From the perspective of congestion-aware routing, adaptive routing algorithms can be classified into three types: (1) Local congestion awareness: Its key idea is to select router output ports by only considering the congestion status of neighboring nodes [
25]. As a result, it usually destroys the global load balance, and thus cannot effectively solve the congestion problem. (2) Global congestion awareness: Its key idea is to maintain fine-grained congestion information of the network. For a given “source-destination” pair, it accurately calculates the amount of congestion on each candidate path of the packet for the minimum path range [
12,
13]. Different from local congestion awareness algorithms, it considers the global load balance during the routing process and thus can specify the best path to the destination in theory. However, it is a high-cost solution for an NoC system. The main reason is that calculating each candidate path requires a significant amount of computing time, thus increasing the network delays. (3) Regional congestion awareness: Its key idea is to collect congestion information from remote links and weigh congestion values by distance from the local node. Compared with local congestion awareness algorithms, each node in regional congestion awareness algorithms has more information to make routing decisions, thus delivering a lower network latency. Generally, considering a better load balance and lower latency of the NoC, regional congestion awareness algorithms have been proven to be an effective solution, and thus have been the most common congestion awareness routing algorithm.

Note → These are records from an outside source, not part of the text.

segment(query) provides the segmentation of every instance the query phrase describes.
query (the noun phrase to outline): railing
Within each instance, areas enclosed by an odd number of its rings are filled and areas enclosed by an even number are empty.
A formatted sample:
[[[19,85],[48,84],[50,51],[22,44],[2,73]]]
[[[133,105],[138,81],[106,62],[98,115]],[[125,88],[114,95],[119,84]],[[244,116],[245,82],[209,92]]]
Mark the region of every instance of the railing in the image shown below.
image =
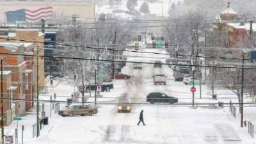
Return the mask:
[[[236,108],[233,105],[231,100],[229,102],[229,111],[234,118],[236,118]]]
[[[248,127],[248,133],[253,138],[254,125],[251,122],[249,121]]]

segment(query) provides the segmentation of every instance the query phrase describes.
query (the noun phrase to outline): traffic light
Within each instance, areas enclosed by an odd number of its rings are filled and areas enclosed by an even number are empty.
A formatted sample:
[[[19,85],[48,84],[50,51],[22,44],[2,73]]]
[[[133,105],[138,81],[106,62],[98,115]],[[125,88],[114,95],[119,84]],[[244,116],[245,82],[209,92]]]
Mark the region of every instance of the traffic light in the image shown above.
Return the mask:
[[[122,44],[122,46],[123,47],[123,51],[125,51],[125,49],[126,49],[126,44]]]
[[[138,40],[138,41],[141,41],[141,35],[139,35]]]
[[[153,47],[154,47],[154,48],[156,47],[156,42],[155,40],[154,40],[154,41],[152,42],[152,45],[153,45]]]
[[[135,43],[135,50],[139,50],[139,43]]]
[[[228,42],[226,42],[225,46],[227,48],[228,48]]]
[[[168,48],[168,47],[169,46],[169,41],[166,40],[165,41],[165,48]]]
[[[161,40],[164,40],[164,37],[163,35],[161,35]]]

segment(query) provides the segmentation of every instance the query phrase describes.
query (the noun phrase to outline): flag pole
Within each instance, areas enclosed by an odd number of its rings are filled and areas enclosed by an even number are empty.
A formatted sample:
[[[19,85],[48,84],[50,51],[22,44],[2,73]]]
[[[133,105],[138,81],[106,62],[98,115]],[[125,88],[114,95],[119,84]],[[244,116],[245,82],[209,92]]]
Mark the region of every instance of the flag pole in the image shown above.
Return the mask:
[[[4,11],[4,24],[6,22],[5,21],[5,16],[6,16],[6,13],[5,13],[5,11]]]

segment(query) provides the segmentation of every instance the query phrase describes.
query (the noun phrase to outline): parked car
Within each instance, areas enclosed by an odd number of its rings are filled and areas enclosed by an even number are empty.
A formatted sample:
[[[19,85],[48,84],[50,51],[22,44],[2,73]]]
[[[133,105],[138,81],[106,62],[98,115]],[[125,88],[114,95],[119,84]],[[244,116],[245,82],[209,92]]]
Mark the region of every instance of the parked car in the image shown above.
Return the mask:
[[[104,83],[101,84],[101,92],[110,92],[110,90],[114,88],[114,86],[113,83]],[[90,84],[88,85],[85,88],[85,92],[88,93],[90,92],[90,88],[91,88],[91,91],[95,90],[95,84]]]
[[[164,74],[155,74],[154,76],[154,83],[155,85],[157,84],[166,84],[166,76]]]
[[[130,102],[120,102],[117,105],[117,112],[118,113],[130,113],[131,111],[131,106]]]
[[[173,72],[174,81],[182,81],[183,75],[179,72]]]
[[[98,109],[89,105],[70,104],[66,109],[59,111],[58,114],[62,116],[73,116],[76,115],[92,116],[98,113]]]
[[[154,68],[162,68],[162,62],[161,61],[156,61],[154,64]]]
[[[193,84],[193,77],[184,77],[183,80],[183,83],[185,84],[189,84],[192,85]],[[196,77],[194,77],[194,84],[199,84],[200,81],[197,79]]]
[[[115,77],[116,79],[129,79],[131,78],[131,75],[124,74],[120,72],[116,72],[115,74]]]
[[[134,63],[133,69],[142,69],[142,64],[141,63]]]
[[[174,104],[178,102],[178,98],[170,97],[164,93],[153,92],[147,95],[146,101],[154,104],[155,102],[167,102]]]

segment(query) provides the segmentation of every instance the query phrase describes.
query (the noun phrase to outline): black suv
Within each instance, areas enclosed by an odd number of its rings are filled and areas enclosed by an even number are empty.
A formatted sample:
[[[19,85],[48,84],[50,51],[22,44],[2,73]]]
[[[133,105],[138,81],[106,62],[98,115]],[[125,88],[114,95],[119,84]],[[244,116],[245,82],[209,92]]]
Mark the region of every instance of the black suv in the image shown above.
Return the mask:
[[[150,102],[150,104],[154,104],[155,102],[167,102],[170,104],[174,104],[178,102],[178,98],[168,96],[163,93],[150,93],[147,95],[147,102]]]
[[[154,64],[154,68],[162,68],[162,61],[156,61],[155,63]]]

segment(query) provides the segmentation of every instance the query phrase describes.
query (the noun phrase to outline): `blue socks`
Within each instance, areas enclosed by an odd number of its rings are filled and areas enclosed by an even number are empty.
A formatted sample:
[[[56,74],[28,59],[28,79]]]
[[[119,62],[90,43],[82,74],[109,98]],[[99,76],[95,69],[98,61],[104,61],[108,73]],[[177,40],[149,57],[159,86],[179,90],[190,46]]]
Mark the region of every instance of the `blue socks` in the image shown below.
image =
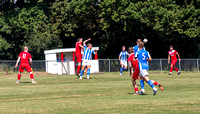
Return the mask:
[[[125,68],[124,68],[124,67],[123,67],[123,68],[121,67],[121,68],[120,68],[120,73],[122,73],[123,70],[125,70]]]
[[[144,89],[144,80],[140,80],[140,86],[142,89]]]
[[[148,83],[152,88],[154,88],[154,85],[153,85],[153,83],[152,83],[151,80],[149,80],[147,83]]]
[[[83,70],[81,70],[81,74],[80,74],[80,76],[82,76],[82,75],[83,75],[83,73],[84,73],[84,71],[83,71]]]
[[[90,75],[90,69],[88,69],[87,75]]]

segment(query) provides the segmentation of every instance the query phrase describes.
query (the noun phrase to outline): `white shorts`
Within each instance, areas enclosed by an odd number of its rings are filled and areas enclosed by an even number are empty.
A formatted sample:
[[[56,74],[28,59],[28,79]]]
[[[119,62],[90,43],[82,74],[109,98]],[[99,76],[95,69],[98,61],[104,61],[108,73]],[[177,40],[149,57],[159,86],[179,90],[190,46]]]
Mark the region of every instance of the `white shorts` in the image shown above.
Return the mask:
[[[91,60],[83,59],[82,66],[91,65]]]
[[[140,70],[140,74],[142,75],[142,77],[145,77],[145,76],[149,75],[146,69]]]
[[[122,65],[127,66],[127,61],[121,61]]]

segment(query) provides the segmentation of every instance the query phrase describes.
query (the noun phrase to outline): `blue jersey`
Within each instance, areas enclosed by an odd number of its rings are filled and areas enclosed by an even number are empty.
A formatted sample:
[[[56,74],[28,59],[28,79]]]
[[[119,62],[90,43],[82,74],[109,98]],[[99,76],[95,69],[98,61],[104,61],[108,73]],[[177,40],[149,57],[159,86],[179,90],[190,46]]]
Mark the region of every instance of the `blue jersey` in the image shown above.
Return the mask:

However, it incurs a significant queuing latency when practitioners use existing regional congestion awareness routing algorithms to select the best path, thus leading to an undesirable performance of the NoC. There are two main reasons behind the above performance problem. First, existing regional congestion awareness algorithms make routing decisions by evaluating the redundant remote link congestion information. When the source node and target node are very close, these remote links are not in the range of the optional path from the source node to the target node. Considering that this information may be wrong, the link that has congested neighbors but is idle at the remote end is selected as the output link. Instead, it interferes with routing decisions and increases queuing delay. Second, the load of the nodes in the central area is significantly higher than the load of the edge nodes under a high traffic injection rate. Existing routing algorithms do not consider shifting the intermediate load to the edge of the network. Therefore, existing regional congestion awareness algorithms can not meet the performance requirements of the NoC yet, and it is non-trivial to optimize the regional congestion awareness algorithm further.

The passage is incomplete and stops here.